CMU ETC Fall Festival

We showcased our project at the December 2023 Carnegie Mellon University Entertainment Technology Center Fall Festival for 132 riders + hundreds of observers. My two teammates had other committments during the festival, so I was the primary point person running our experience for the night. I welcomed riders into their seats and vests and welcomed observers to stand in the back of the room, gave an introduction spiel, and launched the ride. I also gave participants a physical "paycheck" at the end for their great work as security guards!

I created this poster for the festival to advertise our experience and also give a safety warning to guests of what to expect

I wrote an introduction script and planned docent instructions for the festival

Our team!

Guests putting their arms up like they are on a real roller coaster!
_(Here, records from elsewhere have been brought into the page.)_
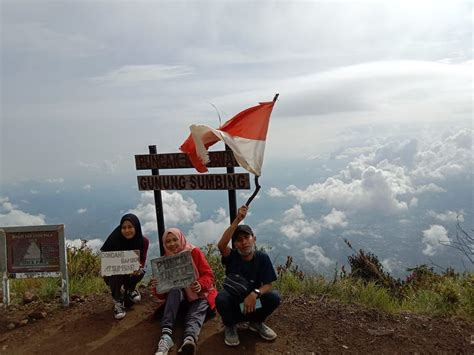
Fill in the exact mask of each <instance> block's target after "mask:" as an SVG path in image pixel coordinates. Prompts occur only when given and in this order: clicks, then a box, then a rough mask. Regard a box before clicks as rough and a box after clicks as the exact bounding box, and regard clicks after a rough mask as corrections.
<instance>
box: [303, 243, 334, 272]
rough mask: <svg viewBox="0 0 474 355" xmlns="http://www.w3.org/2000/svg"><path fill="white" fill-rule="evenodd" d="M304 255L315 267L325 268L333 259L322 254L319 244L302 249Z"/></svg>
mask: <svg viewBox="0 0 474 355" xmlns="http://www.w3.org/2000/svg"><path fill="white" fill-rule="evenodd" d="M303 254H304V257H305V258H306V260H307V261H309V262H310V263H311V264H312V265H313V266H314V267H315V268H327V267H328V266H330V265H331V264H333V261H332V260H331V259H329V258H328V257H327V256H326V255H324V250H323V248H321V247H320V246H319V245H313V246H312V247H311V248H304V249H303Z"/></svg>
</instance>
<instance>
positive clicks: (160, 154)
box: [135, 150, 239, 170]
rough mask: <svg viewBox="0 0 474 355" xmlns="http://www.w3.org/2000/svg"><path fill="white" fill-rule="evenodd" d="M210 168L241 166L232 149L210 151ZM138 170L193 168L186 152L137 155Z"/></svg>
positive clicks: (209, 167) (135, 165)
Our room was constantly packed with people wanting to ride and observe

Guests excitedly filming our experience to share with their friends

Overall, guests loved the experience! Here are some quotes from guests at the festival:

“Best use of the CAVE I’ve seen. The motions of the floor and coordination with the visuals and fan are amazing.”

“That was genuinely one of the best experiences of the entire festival. It was really impressive."

We even had several guests come back to ride multiple times!

There were a few technical issues like the signal to the physical lights would disconnect occasionally and people would sometimes get caught up in the cords for the haptic vests, but overall, it was a very successful showcase!